Alevilik bilinmeyen bir şeydi Türkiye'de. Sünniler ve Aleviler, biraradayken bile birbirinden habersiz topluluklardı.
Zamanla anladım. Mesela, lise çağımda, bir kahvehanede otururken, yakınımda oturan kara-kuru adamın televizyon seyredişini seyrederken anladım.
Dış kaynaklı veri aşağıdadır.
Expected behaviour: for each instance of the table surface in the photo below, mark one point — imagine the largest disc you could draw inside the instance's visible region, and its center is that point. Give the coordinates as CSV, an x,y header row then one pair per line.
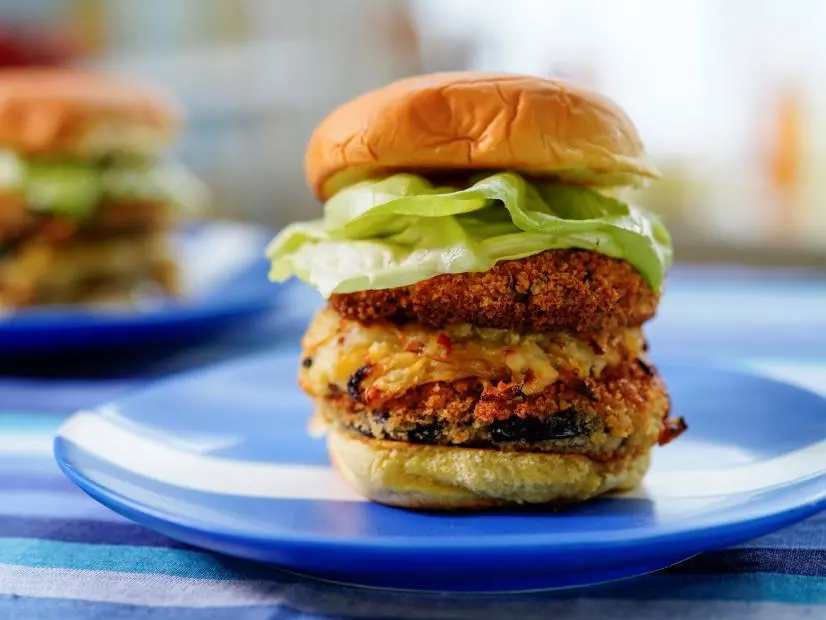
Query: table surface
x,y
64,556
Adam, dümdüz bir köylüydü. Siyah-beyaz televizyona gözünü dikmişti. Haber dinliyordu. Kadın spiker ekranda görününce yüzünü çevirdi 'namahrem' dedi bıraktı seyretmeyi. Bu benim mütedeyyin insanlarda bile görsem dikkatimi çekecek bir hassasiyetti. Adama yaklaştım. "Ne oldu?" dedim. Arkalarda oturan ak sakallı, kalpaklı ihtiyarı gösterdi. "Bu Dede'dir" dedi.
Anladım ki, Dede'nin yanında edepli durmak istiyor. Bana bazı Alevi tekerlemeleri okudu. Bazı Alevi soruları sordu. Cevaplarını da kendi verdi.
Hoşuma gitti adamın okuduğu şeyler. "Yir gök bulududu. Hiç bişey yoğudu. Bişey varıdı. Ne varıdı?" diyordu mesela.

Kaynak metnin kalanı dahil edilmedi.